Parties have the right to make their own contract, and it is not the function of the courts to rewrite it or give it a construction in conflict with the plain meaning of the language utilized. Baker v. Department of Transportation, 12 Pa. Commonwealth Ct. 254, 315 A.2d 669 (1974). The exculpatory clause in the contract provides that the bid prices are based on the contractor’s examination of the site, and on the contractor’s assurance that it has not relied on any subsurface information furnished to it by the Department. Bray-man knew or should have known there was an unresolved problem with the removal of the existing arch after its on-site inspection. It should have sought clarification from the Department regarding the old structure or should have adjusted its bid to include a sum of money for the removal of the structure in the event it was not contained in the excavation quantities. Brayman did neither.

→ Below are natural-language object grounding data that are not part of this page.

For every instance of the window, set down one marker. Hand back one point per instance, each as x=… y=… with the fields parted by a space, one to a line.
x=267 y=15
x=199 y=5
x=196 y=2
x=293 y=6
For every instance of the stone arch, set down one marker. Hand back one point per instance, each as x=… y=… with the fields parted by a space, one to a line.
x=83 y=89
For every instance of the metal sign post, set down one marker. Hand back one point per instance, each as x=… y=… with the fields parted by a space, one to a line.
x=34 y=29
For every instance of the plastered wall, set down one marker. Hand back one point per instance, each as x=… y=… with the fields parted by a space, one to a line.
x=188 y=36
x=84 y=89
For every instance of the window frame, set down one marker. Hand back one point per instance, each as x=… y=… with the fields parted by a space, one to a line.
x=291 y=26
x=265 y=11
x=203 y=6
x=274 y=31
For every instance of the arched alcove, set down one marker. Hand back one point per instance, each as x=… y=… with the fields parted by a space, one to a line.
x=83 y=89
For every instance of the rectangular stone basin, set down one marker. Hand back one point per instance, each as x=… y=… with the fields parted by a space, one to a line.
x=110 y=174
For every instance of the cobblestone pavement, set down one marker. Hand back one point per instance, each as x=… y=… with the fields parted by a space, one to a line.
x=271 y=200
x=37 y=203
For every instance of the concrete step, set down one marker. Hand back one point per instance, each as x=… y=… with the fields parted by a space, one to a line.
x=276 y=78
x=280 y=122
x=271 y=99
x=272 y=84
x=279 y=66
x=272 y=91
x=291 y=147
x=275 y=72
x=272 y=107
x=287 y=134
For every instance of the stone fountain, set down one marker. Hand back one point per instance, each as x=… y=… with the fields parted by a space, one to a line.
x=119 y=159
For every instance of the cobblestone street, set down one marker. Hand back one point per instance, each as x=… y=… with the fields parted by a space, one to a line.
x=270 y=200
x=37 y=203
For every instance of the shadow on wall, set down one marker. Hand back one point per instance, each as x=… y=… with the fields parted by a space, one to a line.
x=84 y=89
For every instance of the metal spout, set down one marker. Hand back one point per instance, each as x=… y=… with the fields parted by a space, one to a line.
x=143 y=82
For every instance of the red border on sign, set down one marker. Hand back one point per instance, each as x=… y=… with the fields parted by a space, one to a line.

Brayman contends that this case is controlled by the holding in Pennsylvania Turnpike Commission v. Smith, 350 Pa. 355, 39 A.2d 139 (1944), which allowed the contractor to recover for additional expenditures. This case, however, is clearly distinguishable. In Smith the contractor was compelled to rely upon plans which the Turnpike Commission knowingly and substantially misrepresented, thereby creating a construe*491tive fraud upon the contractor. In fact, the Board of Arbitrators found that the Commission’s plans had indicated that the subsurface was composed of loose earth, when its engineers knew that the material was predominantly solid rock.

The rule in Burke, supra, is controlling in this case. A dissatisfied contractor who has made an inadequate bid is not entitled to have the contract rewritten so as to obtain compensation over and above that provided for in the contract. Nor are we inclined to approve extra payment in situations where the contractor clearly was aware of the existence of the disputed work.

As a matter of law, Brayman is precluded from recovery, and the judgment of the Board is in error and must be reversed.

Judge Rogers dissents.

Order

And Now, this 3rd day of February, 1978, the order of the Board of Arbitration of Claims is hereby reversed, and the claim of Brayman Construction Company is denied.